(论文)[2024-SIGA] BSDF importance sampling using a diffusion model

Posted on 2024-10-04 Edited on 2024-10-12 In CG.Paper Views:

引入了 diffusion 的神经采样，离线训练（单材质训练 3-3.5h）、实时推理（50ms pytorch、5ms vulkan）；使用 diffusion 模型进行了更好的 BSDF 近似；通过转换 BSDF 定义域（disk -> sphere），实现了 grazing angle/specular 材质的更好近似，能够处理透射现象

BSDF importance sampling using a diffusion model

项目主页
作者：Ziyang Fu, Yash Belhe, Haolin Lu, Liwen Wu, Bing Xu, Tzu-Mao Li
- University of California San Diego
引入了 diffusion 的神经采样，离线训练（3-3.5h）、实时推理（50ms pytorch、5ms vulkan）

摘要

之前的神经采样方法：解析的 lobe mixtures、归一化流（normalizing flows）
- 很难处理 specular 材质（尤其是 grazing angle）
- 限制在反射上（不能处理折射）
归一化流为了保持好算的 Jacobian，加了很多限制
- 但是对于低维的 BSDF 采样，Jacobian 不难算
我们引入了扩散模型（deterministic diffusion model）
算法变种
- 针对大多数反射材质：learns a distribution on a disk
- extremely specular reflective materials and full BSDFs：learns a distribution on a sphere
同时间比较比之前方法好

Introduction

BSDF
- 解析的 BSDF 有好的采样方法，但是不能真实模拟细节
- 打表的方式效果真实，但是需要大量存储开销
NN 压缩 BSDF
- 但是他们都没有很好的采样的方式（sampling routine）
NeuSample：【2023-SIGC】，处理反射
- 两种方案
  - 使用 NN 预测 a mixture of Gaussian lobes
  - normalizing flows（原论文认为这个最准，但是为了方便计算 Jacobian 加上了很多限制）
引入：deterministic diffusion model
- 出发点：Jacobian 计算不是瓶颈
- 作用如同 ordinary differential equation (ODE) integrator，进行 sampling transformation
- 保证表达能力的同时，可微+双射
RTX4090，1024x1024，4spp，60fps
贡献
- 同速度下，比归一化流表达能力更强；复杂分布下，比其更准
- 能处理折射
- 针对不同的材质设计不同方法
  - diffuse：projected hemisphere domain
  - glossy/specular：spherical domain

BSDF representation and compression
- tabulated BSDF measurements
- analytical BSDF models
- neural representations
- RGL material dataset 上测试
BSDF Importance sampling
- tabular solutions
- fitted parametric analytical models
  - a parametric Blinn-Phong model
  - a proxy distribution composed of one isotropic Gaussian lobe and one Lambertian lobe
- NeuSample
Normalizing flows：density estimation and sampling
Diffusion model
- SDE
- probability flow ODE
- faster diffusion samplers

Preliminaries

BSDF Importance Sampling

找到：\(p(\omega_{o}\mid\omega_{i})\propto f(\omega_{o},\omega_{i})\)

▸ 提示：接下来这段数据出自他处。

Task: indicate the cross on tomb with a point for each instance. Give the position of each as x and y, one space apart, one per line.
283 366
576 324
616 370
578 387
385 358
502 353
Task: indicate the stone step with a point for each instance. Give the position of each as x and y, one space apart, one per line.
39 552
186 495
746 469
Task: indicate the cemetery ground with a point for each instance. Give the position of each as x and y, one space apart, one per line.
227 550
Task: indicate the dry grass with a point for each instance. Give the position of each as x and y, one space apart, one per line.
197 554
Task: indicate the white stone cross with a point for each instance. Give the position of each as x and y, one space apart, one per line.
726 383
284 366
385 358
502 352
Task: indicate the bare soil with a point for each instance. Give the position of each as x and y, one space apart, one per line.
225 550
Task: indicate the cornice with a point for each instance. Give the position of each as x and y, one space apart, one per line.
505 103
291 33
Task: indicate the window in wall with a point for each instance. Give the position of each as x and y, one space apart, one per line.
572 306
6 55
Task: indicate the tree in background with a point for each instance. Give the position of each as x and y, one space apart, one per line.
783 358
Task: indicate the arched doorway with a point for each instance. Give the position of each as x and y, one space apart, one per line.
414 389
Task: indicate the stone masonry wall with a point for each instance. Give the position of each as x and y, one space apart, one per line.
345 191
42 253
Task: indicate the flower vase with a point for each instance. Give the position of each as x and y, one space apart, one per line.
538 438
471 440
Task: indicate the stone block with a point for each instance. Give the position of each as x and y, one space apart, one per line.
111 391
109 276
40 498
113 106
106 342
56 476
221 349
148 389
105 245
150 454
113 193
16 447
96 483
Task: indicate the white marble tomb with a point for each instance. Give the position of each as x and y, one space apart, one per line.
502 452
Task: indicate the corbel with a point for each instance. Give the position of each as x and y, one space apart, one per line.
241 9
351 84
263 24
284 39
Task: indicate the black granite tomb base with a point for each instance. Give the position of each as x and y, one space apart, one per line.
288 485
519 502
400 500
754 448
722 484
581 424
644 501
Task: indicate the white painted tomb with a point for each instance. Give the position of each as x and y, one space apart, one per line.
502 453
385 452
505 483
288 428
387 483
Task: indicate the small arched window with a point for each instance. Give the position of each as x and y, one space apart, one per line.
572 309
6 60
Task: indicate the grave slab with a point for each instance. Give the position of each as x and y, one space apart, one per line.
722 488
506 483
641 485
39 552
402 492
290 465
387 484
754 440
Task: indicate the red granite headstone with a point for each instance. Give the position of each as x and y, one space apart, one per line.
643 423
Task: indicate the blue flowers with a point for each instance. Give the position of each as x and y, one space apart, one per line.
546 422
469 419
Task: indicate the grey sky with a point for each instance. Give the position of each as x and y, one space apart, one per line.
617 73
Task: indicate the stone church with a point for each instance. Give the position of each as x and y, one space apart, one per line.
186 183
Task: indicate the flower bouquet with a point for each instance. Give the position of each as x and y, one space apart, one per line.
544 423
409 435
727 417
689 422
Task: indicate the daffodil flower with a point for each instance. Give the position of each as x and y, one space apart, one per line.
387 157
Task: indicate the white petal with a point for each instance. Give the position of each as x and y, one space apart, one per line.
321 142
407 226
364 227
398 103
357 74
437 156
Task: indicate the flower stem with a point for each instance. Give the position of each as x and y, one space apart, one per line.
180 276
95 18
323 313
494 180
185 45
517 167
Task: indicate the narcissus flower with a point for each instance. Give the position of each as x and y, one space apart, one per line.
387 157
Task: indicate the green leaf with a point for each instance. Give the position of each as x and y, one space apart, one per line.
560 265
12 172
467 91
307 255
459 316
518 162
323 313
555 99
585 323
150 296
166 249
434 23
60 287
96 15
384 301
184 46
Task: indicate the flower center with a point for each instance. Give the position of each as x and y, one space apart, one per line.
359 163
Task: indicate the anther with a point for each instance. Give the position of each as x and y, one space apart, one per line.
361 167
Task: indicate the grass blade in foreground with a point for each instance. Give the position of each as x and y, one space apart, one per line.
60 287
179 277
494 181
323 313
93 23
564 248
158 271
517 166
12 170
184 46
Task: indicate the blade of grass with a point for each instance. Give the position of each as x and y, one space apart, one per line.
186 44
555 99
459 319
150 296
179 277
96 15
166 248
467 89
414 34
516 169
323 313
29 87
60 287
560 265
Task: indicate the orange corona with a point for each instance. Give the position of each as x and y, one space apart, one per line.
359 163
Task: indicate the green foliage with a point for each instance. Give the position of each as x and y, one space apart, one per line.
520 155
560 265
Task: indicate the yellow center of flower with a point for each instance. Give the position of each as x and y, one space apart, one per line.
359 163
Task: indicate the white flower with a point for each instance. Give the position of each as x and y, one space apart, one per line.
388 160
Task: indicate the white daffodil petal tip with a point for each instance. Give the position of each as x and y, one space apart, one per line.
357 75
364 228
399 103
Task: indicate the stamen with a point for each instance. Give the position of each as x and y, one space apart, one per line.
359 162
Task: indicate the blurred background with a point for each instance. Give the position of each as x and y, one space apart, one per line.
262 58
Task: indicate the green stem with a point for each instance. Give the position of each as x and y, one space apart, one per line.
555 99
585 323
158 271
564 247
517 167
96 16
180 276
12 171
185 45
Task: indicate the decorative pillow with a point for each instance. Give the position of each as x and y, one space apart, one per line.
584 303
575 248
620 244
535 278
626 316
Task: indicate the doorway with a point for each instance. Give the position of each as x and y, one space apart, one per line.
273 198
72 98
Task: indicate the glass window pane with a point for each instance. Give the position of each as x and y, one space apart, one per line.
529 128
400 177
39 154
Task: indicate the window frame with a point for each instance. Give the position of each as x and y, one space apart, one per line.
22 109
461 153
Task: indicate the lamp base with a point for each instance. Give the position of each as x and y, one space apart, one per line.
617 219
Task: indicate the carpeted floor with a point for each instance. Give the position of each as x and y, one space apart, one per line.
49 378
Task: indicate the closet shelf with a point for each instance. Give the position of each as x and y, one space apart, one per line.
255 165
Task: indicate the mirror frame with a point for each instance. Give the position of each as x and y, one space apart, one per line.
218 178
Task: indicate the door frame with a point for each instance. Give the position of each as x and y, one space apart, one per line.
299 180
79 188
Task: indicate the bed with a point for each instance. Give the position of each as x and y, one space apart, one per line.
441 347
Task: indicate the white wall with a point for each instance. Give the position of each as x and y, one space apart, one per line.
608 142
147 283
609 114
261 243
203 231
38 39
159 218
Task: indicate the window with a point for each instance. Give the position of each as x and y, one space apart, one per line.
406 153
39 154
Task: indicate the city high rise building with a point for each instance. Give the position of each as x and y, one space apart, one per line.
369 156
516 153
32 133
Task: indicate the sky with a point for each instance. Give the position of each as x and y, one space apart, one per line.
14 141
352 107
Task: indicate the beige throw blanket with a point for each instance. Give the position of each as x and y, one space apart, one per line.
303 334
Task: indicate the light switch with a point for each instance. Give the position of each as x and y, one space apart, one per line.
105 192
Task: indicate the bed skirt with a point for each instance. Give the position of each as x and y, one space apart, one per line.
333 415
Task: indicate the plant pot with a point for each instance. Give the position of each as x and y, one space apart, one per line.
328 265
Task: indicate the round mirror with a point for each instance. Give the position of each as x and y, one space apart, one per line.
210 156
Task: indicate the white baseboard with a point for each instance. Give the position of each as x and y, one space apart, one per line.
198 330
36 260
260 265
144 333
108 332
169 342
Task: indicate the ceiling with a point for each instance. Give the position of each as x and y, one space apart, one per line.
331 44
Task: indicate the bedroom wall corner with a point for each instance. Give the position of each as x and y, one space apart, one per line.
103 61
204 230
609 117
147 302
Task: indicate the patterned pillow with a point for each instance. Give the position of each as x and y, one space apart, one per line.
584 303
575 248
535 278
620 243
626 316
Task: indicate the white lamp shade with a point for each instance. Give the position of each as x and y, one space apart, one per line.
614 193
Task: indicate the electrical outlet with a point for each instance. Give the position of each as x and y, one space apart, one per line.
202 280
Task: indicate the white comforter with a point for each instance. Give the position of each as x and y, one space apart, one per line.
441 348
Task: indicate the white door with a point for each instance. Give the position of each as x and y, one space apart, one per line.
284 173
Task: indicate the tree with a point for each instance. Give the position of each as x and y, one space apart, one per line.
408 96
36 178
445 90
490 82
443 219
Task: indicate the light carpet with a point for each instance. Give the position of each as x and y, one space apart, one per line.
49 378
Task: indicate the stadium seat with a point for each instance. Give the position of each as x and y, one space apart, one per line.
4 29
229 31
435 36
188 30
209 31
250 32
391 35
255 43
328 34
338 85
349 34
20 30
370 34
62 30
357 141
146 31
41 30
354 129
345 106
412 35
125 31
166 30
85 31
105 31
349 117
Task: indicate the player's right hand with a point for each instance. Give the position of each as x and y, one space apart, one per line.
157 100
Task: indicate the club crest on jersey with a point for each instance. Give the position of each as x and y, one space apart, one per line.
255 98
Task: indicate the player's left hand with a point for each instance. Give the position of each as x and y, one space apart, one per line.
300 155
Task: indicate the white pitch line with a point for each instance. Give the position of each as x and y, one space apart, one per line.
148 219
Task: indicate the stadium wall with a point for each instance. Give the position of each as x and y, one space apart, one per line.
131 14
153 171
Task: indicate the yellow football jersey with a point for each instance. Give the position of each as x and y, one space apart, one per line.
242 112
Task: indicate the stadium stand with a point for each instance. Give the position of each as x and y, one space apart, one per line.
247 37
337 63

Deterministic diffusion models

初始分布：\(x_0\sim p_0\)
目标分布： \(x_1\sim p_1\)
ODE 变换过程：\(\mathrm{d}x_t=F(x_t,t)\;\mathrm{d}t\)
- \(F\) 连续函数
- \(x_t=tx_1+(1-t)x_0\)
ODE 方程的解：\(F(x_t,t)=\mathbb{E}\left[x_1-x_0\mid x_t,t\right]\)
diffusion model \(D_\theta(x_t,t,\omega_i)\) 去学习 \(F\)
学习完成之后，可以通过数值积分将样本 \(p_0\) 变成 \(p_1\)
没有显式的将 Dirac deltas 放进 \(p_0\) ，因此 diffusion model 不能够近似不连续性
- 通过改变定义域实现

ODE integration and Reflow

\(p_0\to p_1\)
欧拉积分
- 步长：\(\Delta_t\)

\[ x_{t+\Delta_{t}}=x_{t}+D_{\theta}(x_{t},t,\omega_{i})\Delta_{t} \]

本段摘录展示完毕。